Asked where the union expected the state and federal governments to raise funds to meet this new obligation, Ene said it was a matter of priority.

“From cradle to death, life is full of struggles. As a person, if you structure what you want to do in life, you will find out that some of your ambitions will not mean anything in the face of scarce resources and that will lead you to set priority. There is a lot of wastage in the public sector, the government should block such and accord the necessary priority to education. We are lagging behind as a nation because of the poor attention given to education,” he added.

The NUT national scribe explained that the FG was yet to come out with details of the new policies announced by the President, but suggested that the National Assembly should help give legal backing to the pronouncement made by Buhari.

“The eighth National Assembly passed a bill on the TSS and the retirement age for teachers, but it was not assented to by the President. The current National Assembly can expand the Act setting up the Teachers Registration Council of Nigeria, TRCN, to ensure that it is only teachers registered by the Council that can benefit from the TSS and the new retirement age.

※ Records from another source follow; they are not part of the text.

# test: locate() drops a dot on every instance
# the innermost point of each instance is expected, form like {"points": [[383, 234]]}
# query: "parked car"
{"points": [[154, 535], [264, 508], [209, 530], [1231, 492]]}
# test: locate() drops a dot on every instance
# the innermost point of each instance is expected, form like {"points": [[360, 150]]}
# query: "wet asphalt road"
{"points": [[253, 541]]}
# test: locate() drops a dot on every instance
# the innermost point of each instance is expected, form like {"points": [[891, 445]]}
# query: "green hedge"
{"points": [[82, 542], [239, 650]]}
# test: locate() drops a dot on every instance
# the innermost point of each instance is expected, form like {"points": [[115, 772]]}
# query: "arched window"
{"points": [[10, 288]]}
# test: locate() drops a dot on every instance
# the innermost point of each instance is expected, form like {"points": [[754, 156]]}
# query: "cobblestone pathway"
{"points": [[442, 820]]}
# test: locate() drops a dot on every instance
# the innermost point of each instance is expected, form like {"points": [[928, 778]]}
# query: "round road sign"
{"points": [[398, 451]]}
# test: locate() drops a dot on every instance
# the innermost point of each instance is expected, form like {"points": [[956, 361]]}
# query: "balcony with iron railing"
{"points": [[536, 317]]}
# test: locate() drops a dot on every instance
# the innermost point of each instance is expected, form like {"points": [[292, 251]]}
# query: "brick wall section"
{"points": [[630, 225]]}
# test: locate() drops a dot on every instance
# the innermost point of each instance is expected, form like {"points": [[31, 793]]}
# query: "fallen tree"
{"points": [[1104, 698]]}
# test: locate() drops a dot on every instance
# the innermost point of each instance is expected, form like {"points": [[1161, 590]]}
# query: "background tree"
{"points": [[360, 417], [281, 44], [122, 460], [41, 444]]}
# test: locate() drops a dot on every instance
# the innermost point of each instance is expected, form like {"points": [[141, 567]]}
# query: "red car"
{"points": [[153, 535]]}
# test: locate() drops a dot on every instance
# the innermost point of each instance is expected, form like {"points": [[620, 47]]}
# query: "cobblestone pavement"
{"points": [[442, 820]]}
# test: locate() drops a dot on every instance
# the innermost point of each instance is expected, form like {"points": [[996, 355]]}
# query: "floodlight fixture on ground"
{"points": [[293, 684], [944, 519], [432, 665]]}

“Also, the National Assembly can hasten the process by giving that passed bill a concurrent hearing which will not make the bill to go through first and second readings,” he said.


The role of TRCN

The National Treasurer of the NUT, Comrade Segun Raheem, said the Teachers Registration Council of Nigeria, TRCN, is helping to make teaching really professional. “Professionalism is what we want. Teaching has passed through a lot. Act 31 of 1993 set up the TRCN and teaching became a profession in the real sense of it. All these goodies we are talking about are for a teacher that is registered and licensed by the TRCN. Even the memo presented to the Presidency that got us these goodies was put together by the NUT, TRCN, National Teachers Institute, the Federal Ministry of Education among others,” he said.

As part of the efforts at sanitising the teaching profession, the TRCN stepped up its weeding out of unlicensed and unqualified teachers early this year before the outbreak of Covid-19 pandemic. led to the closure of schools.


Why teachers’ welfare is important

In a recent interview with Vanguard, the National President of the Academic Staff Union of Universities, ASUU, Prof. Biodun Ogunyemi, said education is more than a social service, describing it as an investment. He noted that not until adequate attention is given the sector, would the nation be able to develop.

“We should provide good and adequate facilities for teachers and learners. In those days, we used to attract foreign students and lecturers into our universities, but now the reverse is the case. If the teachers are not well taken care of, who will come here to teach? Just as if the atmosphere for learning is also not conducive, who will come here to learn? Our level of development is tied to what happens in the education sector,” he said.

A parent, Mr Funso Olakunle, opined that federal and state governments must not play politics with the implementation of the TSS and other recently-announced policies. “The recent #EndSARS protest has even shown us the gains in being educated. The protest ran for over a week without any violence because those involved were educated. The protesters did many things never seen before in the country. They cleaned up their venues, were well-organised and behaved as their brothers’ keepers.

“Things changed when hoodlums and the not-so-educated hijacked the process. Look at those who went looting and what some of them looted. Education played a part and teachers are pivotal in that sector. No federal or state government official should handle education and teachers’ welfare with levity if we want peace and progress in Nigeria,” he said.